If you've had your head under a rock, SpaceShipOne is the first privately funded and constructed spaceship to fly into space. It won the $10 million X-Prize competition for such a feat.
I've written about this before in this space, but bear with me this time.
On Oct. 15, 2003, China proudly proclaimed to the world that it had just successfully sent a man, into orbit, in a capsule from a rocket.
Wait a minute, a large country bolted a man into a tiny capsule and blasted him into earth orbit. Have I been transported back to 1961?
Less than a year later, SpaceShipOne wins the X-Prize. Now you might think it's just another point on the timeline. You'd be wrong.
Compare and contrast. A guy, Burt Rutan, a former test pilot, starts up his own company. He becomes successful as an aviation designer through the 1970s and on.
This other guy, Paul G. Allen, takes a chance in the 80s with a then unknown software company called Microsoft. Microsoft explodes through the free market system with products called DOS and Windows.
Allen becomes one of the wealthiest men on the planet.
Flash forward to about 2001, and Allen invests less than 1 percent of his worth into Rutan's project to build a spaceship.
In about three years' time, this partnership produces a craft that sends a man into space, comes back, and the same craft sends another man into space within two weeks of the first launch.

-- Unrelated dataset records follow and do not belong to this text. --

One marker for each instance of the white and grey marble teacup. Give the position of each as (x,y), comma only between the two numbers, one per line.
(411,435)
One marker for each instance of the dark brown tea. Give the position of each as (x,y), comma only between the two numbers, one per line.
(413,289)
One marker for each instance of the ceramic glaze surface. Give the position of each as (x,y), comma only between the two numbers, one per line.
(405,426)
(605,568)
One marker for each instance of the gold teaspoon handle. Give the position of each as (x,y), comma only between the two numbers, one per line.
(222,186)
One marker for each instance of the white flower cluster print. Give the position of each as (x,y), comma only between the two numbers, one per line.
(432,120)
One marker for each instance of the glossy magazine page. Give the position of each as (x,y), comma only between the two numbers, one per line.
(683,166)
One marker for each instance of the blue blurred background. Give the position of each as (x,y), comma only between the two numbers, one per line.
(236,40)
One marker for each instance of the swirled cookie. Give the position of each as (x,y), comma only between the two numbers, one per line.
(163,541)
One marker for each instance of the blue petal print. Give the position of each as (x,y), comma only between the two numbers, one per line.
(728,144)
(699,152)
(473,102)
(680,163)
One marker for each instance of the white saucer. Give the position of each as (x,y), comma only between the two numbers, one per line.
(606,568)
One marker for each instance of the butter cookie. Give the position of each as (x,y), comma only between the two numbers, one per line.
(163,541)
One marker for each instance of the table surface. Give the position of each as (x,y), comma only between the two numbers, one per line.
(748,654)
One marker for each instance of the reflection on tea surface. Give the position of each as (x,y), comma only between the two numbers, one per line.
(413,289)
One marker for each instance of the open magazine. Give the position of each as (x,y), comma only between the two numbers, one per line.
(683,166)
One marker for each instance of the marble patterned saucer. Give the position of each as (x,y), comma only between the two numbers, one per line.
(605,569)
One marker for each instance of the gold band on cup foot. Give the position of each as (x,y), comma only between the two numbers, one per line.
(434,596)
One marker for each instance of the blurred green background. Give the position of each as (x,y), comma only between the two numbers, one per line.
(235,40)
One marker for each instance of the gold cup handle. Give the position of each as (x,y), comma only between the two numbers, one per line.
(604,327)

All without the help of a giant government program.
How do you like them apples?
How long did it take the Chinese government? There's no way to really know, but one could estimate that there were at least several years of research and development, plus eight years of bribing the Clinton administration and more time copying some Russian designs to get into space.
It warms my heart to see Chinese communism proudly marching into the mid-20th century.
It's important to draw these comparisons because it would be easy to look at these event as all things being equal. They are not.
Two successful entrepeneurs and their staffs joined to accomplish something that has never happened before.
Sure the X-Prize was the catalyst, but none of this would have been possible without two very big ideas; freedom and capitalism. Without both of these, there would likely be no Paul G. Allen, multibillionaire, and no Burt Rutan, wildly successful aviation pioneer and businessman, and therefore, no SpaceShipOne and no acheiving the impossible, and no dreams of greater heights for future generations.
This may sound gingoistic to some of you, but there are teams vying for this same goal from about a dozen other countries. It only happened in this one.
Arthur McLean is the editor of the Atmore Advance.